Айрин вглядывается через стекло в летящие световые конусы. "Да, -
произносит наконец. - Очень красиво".
Они останавливаются размяться в национальном парке к северу от
Санта-Фе. Джим вдруг начал беспокоиться о том, что кто-то мог сообщить в
полицию о стрельбе; возможно, кто-то запомнил номер фургона. Он открывает
потайной ящичек в задней панели, просит Айрин вынуть новые номерные знаки.
Айрин выбирает колорадские номера, которые Джим снял в свое время с
грузовика в Боулдере. Разумеется, он изменил номер - перебил восьмерки на
нули, потрескавшиеся места подкрасил краской из набора авиамоделистов.
Все запасные номера были переделаны. У Джима в запасе их было всегда не
меньше десятка. Он достиг мастерства в такой переделке, сделал из нее своего
рода искусство. Помогает от скуки.
Джим электрической отверткой отвинчивает старые номера, вешает новые.
Он работает на ощупь, Айрин караулит. Джим ломает старые номера пополам и
засовывает в придорожную урну.
Холодный ночной воздух стекает с невидимых гор, пробирается через
одежду Джима, сверлит его виски. Джим забирается на водительское кресло,
кашляет, трет нос и чувствует себя почти мертвым.
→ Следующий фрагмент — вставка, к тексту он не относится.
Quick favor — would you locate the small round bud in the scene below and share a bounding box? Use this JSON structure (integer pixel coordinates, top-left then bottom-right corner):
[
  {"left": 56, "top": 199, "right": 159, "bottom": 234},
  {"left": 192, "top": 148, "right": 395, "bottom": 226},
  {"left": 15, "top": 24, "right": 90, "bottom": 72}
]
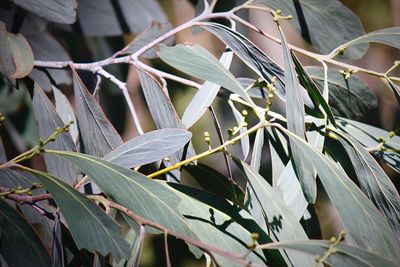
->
[{"left": 250, "top": 233, "right": 260, "bottom": 240}]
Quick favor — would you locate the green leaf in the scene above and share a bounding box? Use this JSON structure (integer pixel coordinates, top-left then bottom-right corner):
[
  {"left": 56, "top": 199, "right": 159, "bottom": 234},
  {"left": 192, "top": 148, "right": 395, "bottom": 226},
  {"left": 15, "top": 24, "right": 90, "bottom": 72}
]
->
[
  {"left": 267, "top": 240, "right": 398, "bottom": 267},
  {"left": 279, "top": 28, "right": 317, "bottom": 203},
  {"left": 306, "top": 67, "right": 377, "bottom": 118},
  {"left": 184, "top": 163, "right": 243, "bottom": 204},
  {"left": 0, "top": 200, "right": 51, "bottom": 267},
  {"left": 32, "top": 83, "right": 78, "bottom": 185},
  {"left": 228, "top": 100, "right": 250, "bottom": 160},
  {"left": 117, "top": 21, "right": 175, "bottom": 59},
  {"left": 0, "top": 21, "right": 34, "bottom": 79},
  {"left": 72, "top": 70, "right": 122, "bottom": 157},
  {"left": 332, "top": 27, "right": 400, "bottom": 59},
  {"left": 13, "top": 0, "right": 78, "bottom": 24},
  {"left": 138, "top": 71, "right": 195, "bottom": 169},
  {"left": 234, "top": 158, "right": 314, "bottom": 266},
  {"left": 338, "top": 133, "right": 400, "bottom": 240},
  {"left": 182, "top": 48, "right": 233, "bottom": 128},
  {"left": 279, "top": 125, "right": 398, "bottom": 258},
  {"left": 169, "top": 183, "right": 285, "bottom": 266},
  {"left": 103, "top": 128, "right": 192, "bottom": 168},
  {"left": 250, "top": 128, "right": 264, "bottom": 172},
  {"left": 337, "top": 118, "right": 400, "bottom": 173},
  {"left": 23, "top": 168, "right": 129, "bottom": 259},
  {"left": 249, "top": 0, "right": 368, "bottom": 54},
  {"left": 159, "top": 44, "right": 253, "bottom": 103},
  {"left": 291, "top": 52, "right": 336, "bottom": 126},
  {"left": 48, "top": 151, "right": 197, "bottom": 242},
  {"left": 77, "top": 0, "right": 170, "bottom": 36}
]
Он останавливается у первого же мотеля - Best Western в пригороде
Санта-Фе. Это двухэтажное сооружение рядом с шоссе, с освещенной вывеской и
гудроновыми площадками.
Портье выглядит успокаивающе сонным и скучающим. У Джима мало бумажных
денег, и он решается использовать пластик. Фальшивое имя, фальшивое
калифорнийское удостоверение личности - но люди из Visa пока не вычислили
его. Почту Джим получает на адрес своего отца в доме престарелых. Каждый
месяц он посылает старику немного наличных.
Джим расписывается, берет медный ключ на большом желтом брелке. Айрин
подходит к сигаретному автомату в холле, внимательно и осторожно отсчитывает
четвертаки и дергает ручку. В ее взгляде ожидание чуда, как у игрока в
Лас-Вегасе. Выскакивает пачка "Мальборо" в целлофане. Айрин забирает ее с
тихой улыбкой.
Джим чувствует ее восторг, несмотря на боль в верхушках легких. Айрин
радуется всему, как ребенок. Жаль, что у него мало наличных - приятно было
бы сунуть ей в руки хрустящую пятидесятидолларовую бумажку.
Джим загоняет фургон на стоянку, мимо "датсунов" и "хонд", мимо дверей,
залитых желтым холодным светом.
Он находит комнату 1411 - за металлической лестницей. Отпирает дверь,
включает свет. Две кровати. Хорошо. "Господи, как мне хреново... Ты пойдешь
в ванную? Я собираюсь в горячий душ".
Айрин присаживается на одну из кроватей, рассматривает пачку сигарет.
"Что?"
"Все в порядке? Хочешь Кока-колы? Мы можем заказать еду".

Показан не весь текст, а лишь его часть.